Our patient was submitted to prolonged cycles (at least 12 h hours each) of prone positioning ventilation for as long as 15 days. Very often the interval between two cycles of prone positioning could not be longer than two hours to avoid gas exchange deterioration and the worsening of patient’s haemodynamics. The PEEP was continuously adjusted looking for the best PEEP. Tidal volume was strictly maintained within the 6–8 ml/kg range. Airway pressure release ventilation was started as soon as possible to reduce the risk of baro/volutrauma. Methylprednisolone was administered since day 2 and throughout the ICU stay.

There is no consensus in the literature as for the use and dosage of steroids in virus A H1N1 pneumonia and steroids are not included in the treatment guidelines [12].

However, a few controlled trials and at least one meta-analysis support the use of corticosteroids in ARDS [13]. Steroids used early and in doses not exceeding 1 mg/kg/day may improve mortality and reduce ICU length of stay. According to Meduri et al. [13], steroids may even decrease bacterial superinfections through a reduction of lung inflammation.

In addition, the best critical care standards (haemodynamics, diuresis, fluid balance, sedation, nutrition, and infections prevention) have a dramatic relevance to avoid further complications and prevent mortality.

Although there are no definitive recommendations for the treatment of patients with severe lung injury related to virus A/H1N1 infection, these patients should be probably managed not differently from patients with ARDS due to other causes.
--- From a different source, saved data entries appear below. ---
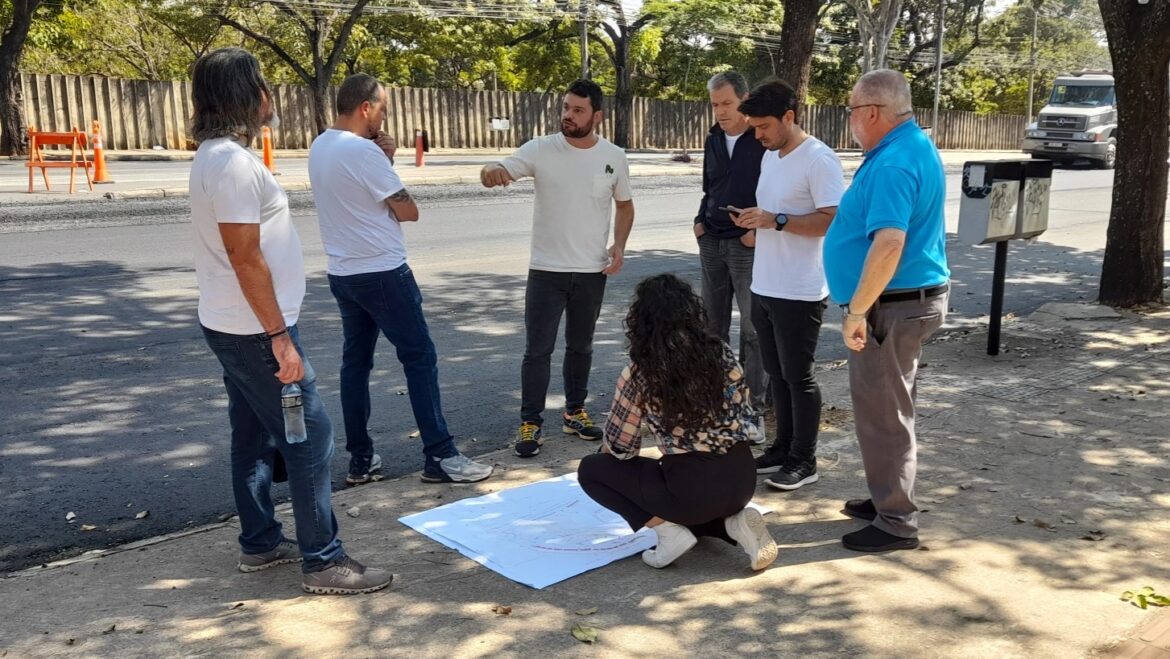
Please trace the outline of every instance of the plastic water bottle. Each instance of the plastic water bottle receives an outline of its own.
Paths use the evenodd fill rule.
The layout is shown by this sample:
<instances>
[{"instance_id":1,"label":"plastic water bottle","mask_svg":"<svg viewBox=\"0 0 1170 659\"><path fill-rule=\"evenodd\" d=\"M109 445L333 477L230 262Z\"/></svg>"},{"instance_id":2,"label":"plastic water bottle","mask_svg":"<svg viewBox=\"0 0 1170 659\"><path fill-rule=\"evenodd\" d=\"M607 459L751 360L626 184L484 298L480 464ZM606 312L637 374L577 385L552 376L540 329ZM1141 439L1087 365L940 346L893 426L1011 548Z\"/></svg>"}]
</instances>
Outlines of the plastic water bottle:
<instances>
[{"instance_id":1,"label":"plastic water bottle","mask_svg":"<svg viewBox=\"0 0 1170 659\"><path fill-rule=\"evenodd\" d=\"M286 384L280 391L280 406L284 409L284 438L289 444L299 444L309 438L305 432L305 404L301 387Z\"/></svg>"}]
</instances>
The antiviral drugs are recommended to reduce viral concentration. There are no data about the effectiveness of the different antiviral agents. Drug absorption may be important to ensure effective blood levels of the administered antiviral drug. In our experience, feeding intolerance might impair enteral absorption, intravenous Zanamivir was an effective substitute for oral Oseltamivir.

3. Conclusions

Prone positioning ventilation may be a life-saver strategy in patients with severe ARDS when ECMO is not immediately available. However, prone positioning ventilation is often associated with severe impairment of the absorption of drugs that require enteral administration via the nasogastric tube. In these cases, intravenous Zanamivir may be an effective alternative.